Mme Malboeuf répond ensuite au plaignant qui lui reprochait son manque de nuances. La journaliste rétorque que dès l’introduction de la série d’articles, l’enquête précise que 80 % de jeunes consommateurs de cannabis s’en tirent bien. Mme Malboeuf a relevé toutes les paroles d’experts cités dans son article et mentionnant qu’on peut très bien fumer sans grand danger. D’autre part, l’enquête relativise l’ampleur du problème, montrant que l’abus de marijuana résulte souvent d’autres problèmes liés à l’individu.
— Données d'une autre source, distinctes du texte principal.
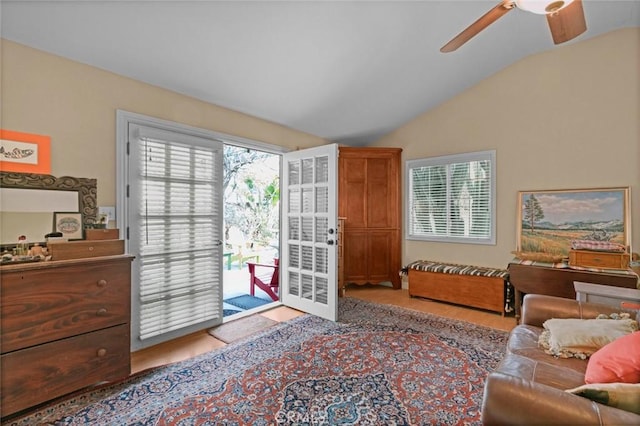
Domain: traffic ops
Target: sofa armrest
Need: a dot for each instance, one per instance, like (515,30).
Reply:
(537,308)
(510,400)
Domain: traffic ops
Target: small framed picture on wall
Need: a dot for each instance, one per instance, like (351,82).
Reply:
(69,224)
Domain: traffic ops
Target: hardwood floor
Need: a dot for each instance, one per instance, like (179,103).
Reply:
(201,342)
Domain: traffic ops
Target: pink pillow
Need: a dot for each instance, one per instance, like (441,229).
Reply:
(618,361)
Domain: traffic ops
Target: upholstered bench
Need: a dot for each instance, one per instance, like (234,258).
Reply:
(474,286)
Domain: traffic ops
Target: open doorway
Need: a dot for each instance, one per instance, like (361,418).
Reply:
(251,229)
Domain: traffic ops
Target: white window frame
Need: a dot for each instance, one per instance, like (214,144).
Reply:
(446,161)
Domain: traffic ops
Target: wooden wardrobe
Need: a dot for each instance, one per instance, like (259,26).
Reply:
(369,198)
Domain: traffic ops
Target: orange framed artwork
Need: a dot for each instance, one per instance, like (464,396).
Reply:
(24,152)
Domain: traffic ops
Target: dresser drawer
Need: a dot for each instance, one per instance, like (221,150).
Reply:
(595,259)
(53,303)
(41,373)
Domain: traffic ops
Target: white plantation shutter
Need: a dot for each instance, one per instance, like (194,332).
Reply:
(452,198)
(176,190)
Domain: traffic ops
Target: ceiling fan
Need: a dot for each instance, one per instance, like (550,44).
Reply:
(565,18)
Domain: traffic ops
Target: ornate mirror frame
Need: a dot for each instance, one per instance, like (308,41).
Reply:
(86,188)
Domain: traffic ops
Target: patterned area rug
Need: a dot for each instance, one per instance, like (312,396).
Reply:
(379,365)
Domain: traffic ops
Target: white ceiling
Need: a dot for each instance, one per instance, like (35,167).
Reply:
(348,71)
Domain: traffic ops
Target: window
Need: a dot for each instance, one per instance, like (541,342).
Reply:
(452,198)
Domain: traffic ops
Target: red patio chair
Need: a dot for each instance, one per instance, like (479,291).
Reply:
(266,277)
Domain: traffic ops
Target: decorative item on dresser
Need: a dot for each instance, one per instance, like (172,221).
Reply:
(64,325)
(369,198)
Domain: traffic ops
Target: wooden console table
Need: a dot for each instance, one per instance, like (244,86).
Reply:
(558,281)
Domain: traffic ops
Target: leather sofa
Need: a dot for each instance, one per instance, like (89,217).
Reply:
(528,386)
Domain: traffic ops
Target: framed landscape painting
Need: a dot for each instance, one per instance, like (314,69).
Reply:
(548,221)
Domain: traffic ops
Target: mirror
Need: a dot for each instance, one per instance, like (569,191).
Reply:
(28,201)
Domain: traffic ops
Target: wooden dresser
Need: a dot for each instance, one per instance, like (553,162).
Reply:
(64,325)
(369,197)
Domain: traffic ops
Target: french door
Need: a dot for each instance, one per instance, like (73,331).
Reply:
(308,258)
(174,228)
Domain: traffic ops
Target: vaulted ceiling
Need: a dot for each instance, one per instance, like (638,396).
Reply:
(348,71)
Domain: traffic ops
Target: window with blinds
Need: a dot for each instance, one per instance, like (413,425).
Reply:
(452,198)
(176,193)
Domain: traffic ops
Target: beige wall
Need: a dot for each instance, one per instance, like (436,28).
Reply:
(76,105)
(565,119)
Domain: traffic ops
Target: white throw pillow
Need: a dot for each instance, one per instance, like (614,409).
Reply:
(580,338)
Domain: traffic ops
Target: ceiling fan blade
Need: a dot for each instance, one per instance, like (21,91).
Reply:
(483,22)
(567,23)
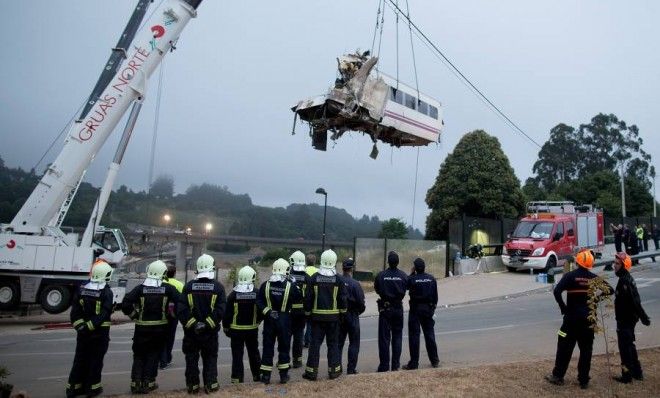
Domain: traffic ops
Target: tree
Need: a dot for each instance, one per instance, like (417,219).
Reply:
(393,228)
(162,187)
(475,179)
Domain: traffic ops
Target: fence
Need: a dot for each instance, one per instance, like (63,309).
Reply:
(371,254)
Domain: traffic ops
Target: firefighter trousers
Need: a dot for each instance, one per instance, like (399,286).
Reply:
(148,343)
(330,331)
(85,376)
(240,340)
(421,316)
(298,322)
(204,345)
(570,333)
(390,330)
(276,329)
(350,328)
(630,366)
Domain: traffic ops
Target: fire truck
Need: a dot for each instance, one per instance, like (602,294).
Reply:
(40,263)
(551,233)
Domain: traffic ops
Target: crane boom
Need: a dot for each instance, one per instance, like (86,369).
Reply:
(88,135)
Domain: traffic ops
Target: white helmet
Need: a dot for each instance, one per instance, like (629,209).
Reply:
(329,260)
(205,266)
(246,276)
(280,267)
(297,260)
(157,270)
(101,272)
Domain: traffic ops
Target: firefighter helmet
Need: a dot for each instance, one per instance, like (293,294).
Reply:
(246,275)
(297,260)
(280,267)
(101,272)
(585,259)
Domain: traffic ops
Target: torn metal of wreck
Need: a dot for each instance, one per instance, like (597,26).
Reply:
(386,110)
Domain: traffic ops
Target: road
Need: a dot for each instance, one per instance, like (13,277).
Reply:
(524,328)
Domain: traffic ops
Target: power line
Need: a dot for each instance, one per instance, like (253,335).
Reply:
(460,74)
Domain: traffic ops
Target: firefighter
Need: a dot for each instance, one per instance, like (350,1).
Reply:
(200,310)
(151,306)
(166,355)
(391,286)
(90,316)
(274,301)
(241,325)
(576,328)
(351,324)
(298,320)
(423,293)
(325,303)
(627,310)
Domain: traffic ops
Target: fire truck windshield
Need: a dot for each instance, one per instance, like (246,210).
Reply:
(534,230)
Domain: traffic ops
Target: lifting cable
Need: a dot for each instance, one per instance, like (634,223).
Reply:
(392,4)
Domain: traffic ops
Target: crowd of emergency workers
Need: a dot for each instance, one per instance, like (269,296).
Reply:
(300,306)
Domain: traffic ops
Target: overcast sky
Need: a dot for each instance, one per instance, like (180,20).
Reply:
(241,65)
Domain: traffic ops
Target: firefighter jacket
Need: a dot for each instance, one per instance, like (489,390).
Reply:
(422,289)
(391,286)
(151,306)
(627,304)
(91,309)
(277,296)
(203,300)
(325,299)
(354,295)
(576,285)
(242,312)
(301,280)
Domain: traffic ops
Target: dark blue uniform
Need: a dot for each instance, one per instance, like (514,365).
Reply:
(628,311)
(274,301)
(90,316)
(576,328)
(391,286)
(423,293)
(351,325)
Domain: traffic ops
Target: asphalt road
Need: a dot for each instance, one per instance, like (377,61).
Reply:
(524,328)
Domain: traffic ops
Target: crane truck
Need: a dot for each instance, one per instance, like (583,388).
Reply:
(39,263)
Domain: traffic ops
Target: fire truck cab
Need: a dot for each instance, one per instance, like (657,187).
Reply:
(551,233)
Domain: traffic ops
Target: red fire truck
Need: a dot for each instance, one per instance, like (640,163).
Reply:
(551,233)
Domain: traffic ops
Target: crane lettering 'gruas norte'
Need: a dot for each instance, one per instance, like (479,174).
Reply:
(373,104)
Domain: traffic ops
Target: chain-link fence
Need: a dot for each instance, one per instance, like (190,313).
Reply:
(371,254)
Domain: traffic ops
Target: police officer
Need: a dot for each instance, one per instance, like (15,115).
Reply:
(200,311)
(325,303)
(166,355)
(627,310)
(274,300)
(241,323)
(351,324)
(298,320)
(391,286)
(423,293)
(90,316)
(576,328)
(150,305)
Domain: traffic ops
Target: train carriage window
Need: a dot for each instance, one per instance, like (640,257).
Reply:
(423,107)
(396,95)
(411,101)
(433,111)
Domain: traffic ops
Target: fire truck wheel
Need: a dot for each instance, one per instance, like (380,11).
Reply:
(552,263)
(55,299)
(10,295)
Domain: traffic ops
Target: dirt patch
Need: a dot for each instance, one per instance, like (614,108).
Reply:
(519,379)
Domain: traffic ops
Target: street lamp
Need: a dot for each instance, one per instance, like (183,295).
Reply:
(322,191)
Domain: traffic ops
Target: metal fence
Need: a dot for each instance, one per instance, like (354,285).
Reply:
(371,254)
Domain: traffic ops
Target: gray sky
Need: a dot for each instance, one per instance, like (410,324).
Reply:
(241,65)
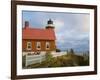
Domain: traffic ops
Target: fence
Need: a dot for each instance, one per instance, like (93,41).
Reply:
(32,59)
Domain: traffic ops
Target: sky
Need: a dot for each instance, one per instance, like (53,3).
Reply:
(72,29)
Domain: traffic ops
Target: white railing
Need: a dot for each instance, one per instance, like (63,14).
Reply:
(32,59)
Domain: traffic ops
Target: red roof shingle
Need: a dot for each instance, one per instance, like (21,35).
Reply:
(38,34)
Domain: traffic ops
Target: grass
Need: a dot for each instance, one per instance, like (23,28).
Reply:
(67,60)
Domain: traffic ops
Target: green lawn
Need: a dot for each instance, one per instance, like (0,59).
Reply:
(67,60)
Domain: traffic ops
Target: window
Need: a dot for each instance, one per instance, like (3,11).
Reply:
(47,45)
(29,45)
(38,45)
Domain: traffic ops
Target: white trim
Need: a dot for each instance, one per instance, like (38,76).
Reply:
(29,44)
(21,71)
(47,43)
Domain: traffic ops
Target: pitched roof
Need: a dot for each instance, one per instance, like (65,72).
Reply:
(40,34)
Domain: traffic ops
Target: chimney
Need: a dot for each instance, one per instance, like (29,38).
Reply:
(26,24)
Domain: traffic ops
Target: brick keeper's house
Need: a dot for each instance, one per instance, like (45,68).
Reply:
(37,40)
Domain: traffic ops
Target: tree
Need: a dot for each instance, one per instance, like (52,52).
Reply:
(71,51)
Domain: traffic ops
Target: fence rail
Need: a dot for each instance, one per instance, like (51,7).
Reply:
(32,59)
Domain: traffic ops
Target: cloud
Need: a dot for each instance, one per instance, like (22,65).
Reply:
(72,30)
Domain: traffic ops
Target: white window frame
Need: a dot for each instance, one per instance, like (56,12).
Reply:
(38,44)
(47,43)
(29,44)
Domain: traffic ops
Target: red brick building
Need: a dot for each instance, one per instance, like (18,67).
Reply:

En outre, le plaignant se trompe lorsqu’il accuse La Presse de ne pas distinguer la dépendance et l’usage prolongé. En effet, la journaliste a pris soin de reproduire les critères de l’abus et de la dépendance, issus du manuel des psychiatres.
Concernant l’impression de tel chiffre plus gros que tel autre, elle témoigne du souci de la journaliste de situer l’information dans son contexte. Ainsi, Mme Malboeuf explique avoir
comparé la dépendance au pot aux autres dépendances plus répandues. Selon elle, il est normal d’avoir fait ressortir la statistique relative au pot par rapport aux autres statistiques, puisqu’elle faisait l’objet de l’article. De même, il est normal, dans un texte, de donner l’information principale en amorce et les comparatifs ensuite.
Enfin, quant à l’exhaustivité de l’information, la journaliste mentionne qu’elle ne pouvait traiter de tous les aspects de la consommation de marijuana, dans la mesure ou elle avait circonscrit le problème à un angle précis.
La journaliste réfute l’accusation de sensationnalisme. L’intérêt de La Presse au sujet de la
consommation de pot ne s’est jamais démenti, comme l’attestent les 36 articles de Mme Malboeuf sur le sujet (dont sept citant M. St-Maurice et près d’une vingtaine traitant des vertus thérapeutiques de la marijuana) ou encore les éditoriaux de Mme Michèle Ouimet favorables à la décriminalisation.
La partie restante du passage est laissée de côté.